EDIT: Ok, so I decided to implement a FLOAT 32-bit version with padded vectors as shown below:
// Perform matrix vector multiplication of QK*x
// Load first four columns QK into 4 ymm registers
ymm0 = _mm256_load_ps((float *)(QK));
ymm1 = _mm256_load_ps((float *)(QK+8));
ymm2 = _mm256_load_ps((float *)(QK+16));
ymm3 = _mm256_load_ps((float *)(QK+24));
// Load first four values of x
ymm4 = _mm256_broadcast_ss((float *)(x));
ymm5 = _mm256_broadcast_ss((float *)(x+1));
ymm6 = _mm256_broadcast_ss((float *)(x+2));
ymm7 = _mm256_broadcast_ss((float *)(x+3));
// Multiply in place - frees up ymm4,ymm5,ymm6,ymm7
ymm0 = _mm256_mul_ps(ymm0, ymm4);
ymm1 = _mm256_mul_ps(ymm1, ymm5);
ymm2 = _mm256_mul_ps(ymm2, ymm6);
ymm3 = _mm256_mul_ps(ymm3, ymm7);
// Add together, this frees up ymm1,ymm2,and ymm3
ymm0 = _mm256_add_ps(ymm0, ymm1);
ymm2 = _mm256_add_ps(ymm2, ymm3);
ymm0 = _mm256_add_ps(ymm0, ymm2);
// Load next last columns of QK
ymm1 = _mm256_load_ps((float *)(QK+32));
ymm2 = _mm256_load_ps((float *)(QK+40));
// Load last two values of x
ymm6 = _mm256_broadcast_ss((float *)(x+4));
ymm7 = _mm256_broadcast_ss((float *)(x+5));
// Multiply in place
ymm1 = _mm256_mul_ps(ymm1, ymm6);
ymm2 = _mm256_mul_ps(ymm2, ymm7);
// Add together, this frees up every register except for ymm0
ymm0 = _mm256_add_ps(ymm0, ymm1);
ymm0 = _mm256_add_ps(ymm0, ymm2);
// Answer stored in ymm0 and ymm1
// Calculate dot product of y*(QK*x)
// Load x
ymm1 = _mm256_load_ps((float *)(y));
// Do dotproduct by using horizontal multiply followed by horizontal add
// Multiply in place
ymm0 = _mm256_mul_ps(ymm0, ymm1);
// Do horizontal sum
__m128 xmm1 = _mm256_extractf128_ps(ymm0, 1);
__m128 xmm2 = _mm256_extractf128_ps(ymm0, 0);
xmm2 = _mm_add_ps(xmm1, xmm2);
xmm1 = _mm_movehl_ps(xmm1, xmm2);
xmm2 = _mm_add_ps(xmm1, xmm2);
xmm1 = _mm_shuffle_ps(xmm2, xmm2, 1);
xmm2 = _mm_add_ss(xmm1, xmm2);
ans[0] = _mm_cvtss_f32(xmm2);
As it stands, it runs about 3 times faster than:
ans[0] = (QK[0]*x[0]+QK[8]*x[1]+QK[16]*x[2]+QK[24]*x[3]+QK[32]*x[4]+QK[40]*x[5])*y[0]+
(QK[1]*x[0]+QK[9]*x[1]+QK[17]*x[2]+QK[25]*x[3]+QK[33]*x[4]+QK[41]*x[5])*y[1]+
(QK[2]*x[0]+QK[10]*x[1]+QK[18]*x[2]+QK[26]*x[3]+QK[34]*x[4]+QK[42]*x[5])*y[2]+
(QK[3]*x[0]+QK[11]*x[1]+QK[19]*x[2]+QK[27]*x[3]+QK[35]*x[4]+QK[43]*x[5])*y[3]+
(QK[4]*x[0]+QK[12]*x[1]+QK[20]*x[2]+QK[28]*x[3]+QK[36]*x[4]+QK[44]*x[5])*y[4]+
(QK[5]*x[0]+QK[13]*x[1]+QK[21]*x[2]+QK[29]*x[3]+QK[37]*x[4]+QK[45]*x[5])*y[5];
For 500mil iterations, the standard C version runs at about 9 seconds, and the single precision AVX version runs at about 3.5 seconds.
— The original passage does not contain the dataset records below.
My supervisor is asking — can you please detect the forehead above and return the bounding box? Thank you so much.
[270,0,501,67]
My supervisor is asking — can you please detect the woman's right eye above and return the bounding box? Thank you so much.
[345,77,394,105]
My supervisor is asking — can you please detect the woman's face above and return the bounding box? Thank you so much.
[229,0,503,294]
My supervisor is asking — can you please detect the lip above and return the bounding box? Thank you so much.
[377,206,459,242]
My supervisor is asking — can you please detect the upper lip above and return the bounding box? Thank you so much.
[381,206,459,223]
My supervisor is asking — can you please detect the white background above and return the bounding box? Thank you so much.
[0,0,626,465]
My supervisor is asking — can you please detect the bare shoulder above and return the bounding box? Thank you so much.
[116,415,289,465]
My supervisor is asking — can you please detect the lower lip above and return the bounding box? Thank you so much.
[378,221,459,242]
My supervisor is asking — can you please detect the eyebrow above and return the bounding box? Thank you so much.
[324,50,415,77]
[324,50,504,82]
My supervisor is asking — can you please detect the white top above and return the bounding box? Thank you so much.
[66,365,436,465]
If I comment out the horizonal sum at the end then it runs in about 0.5 seconds. The horizontal sum really kills the performance...
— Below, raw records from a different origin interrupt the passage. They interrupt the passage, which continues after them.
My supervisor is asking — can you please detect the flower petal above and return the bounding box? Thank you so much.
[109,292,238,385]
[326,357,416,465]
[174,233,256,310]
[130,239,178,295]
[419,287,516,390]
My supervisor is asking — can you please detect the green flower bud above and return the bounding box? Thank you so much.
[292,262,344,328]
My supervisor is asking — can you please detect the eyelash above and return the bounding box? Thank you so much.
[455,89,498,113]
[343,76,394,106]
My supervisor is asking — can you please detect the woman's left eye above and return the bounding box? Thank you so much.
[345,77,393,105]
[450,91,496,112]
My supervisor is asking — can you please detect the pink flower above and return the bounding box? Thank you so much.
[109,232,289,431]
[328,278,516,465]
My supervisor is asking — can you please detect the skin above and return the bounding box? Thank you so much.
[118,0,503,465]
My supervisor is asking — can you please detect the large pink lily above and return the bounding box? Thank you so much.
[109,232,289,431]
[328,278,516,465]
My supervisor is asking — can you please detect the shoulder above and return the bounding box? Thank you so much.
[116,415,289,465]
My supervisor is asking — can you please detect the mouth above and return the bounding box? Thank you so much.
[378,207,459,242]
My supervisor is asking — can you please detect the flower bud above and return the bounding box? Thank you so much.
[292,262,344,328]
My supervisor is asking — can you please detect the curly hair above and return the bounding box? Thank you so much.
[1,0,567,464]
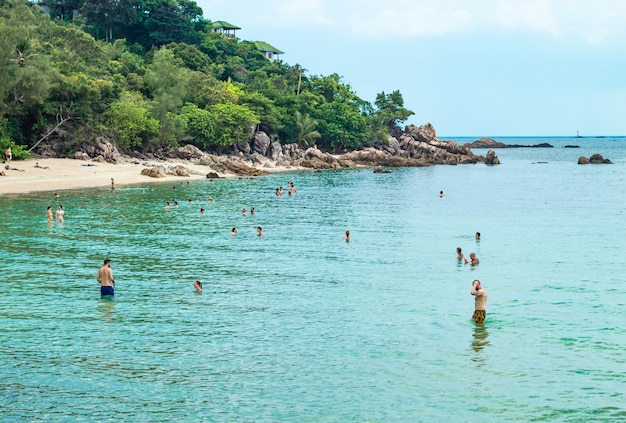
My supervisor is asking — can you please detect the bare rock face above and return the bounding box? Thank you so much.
[141,165,166,178]
[167,165,189,177]
[485,150,500,165]
[589,154,611,164]
[267,141,283,161]
[468,138,507,148]
[251,132,271,156]
[404,123,437,143]
[211,158,269,176]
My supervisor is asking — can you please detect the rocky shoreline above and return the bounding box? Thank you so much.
[63,124,499,177]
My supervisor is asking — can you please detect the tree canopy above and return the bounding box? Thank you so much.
[0,0,413,153]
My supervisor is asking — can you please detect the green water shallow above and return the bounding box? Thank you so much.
[0,140,626,422]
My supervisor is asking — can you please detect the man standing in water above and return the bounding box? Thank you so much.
[96,259,115,297]
[470,279,487,325]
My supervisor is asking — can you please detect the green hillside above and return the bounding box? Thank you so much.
[0,0,413,157]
I created code to do this efficiently. I get nearly a 4x speed up (best you can expect with doubles on AVX) using AVX for a single thread. Here are the results running over 2000, 32000, and 4000000 x and y six-component vectors over a 6x6 matrix. These roughly correspond to L2, L3, and >>L3 cache size on my system (each vector uses 48 bytes).
Edit: I added text (and code) at the end to do this with float. The speedup is nearly 8x with AVX on a single thread.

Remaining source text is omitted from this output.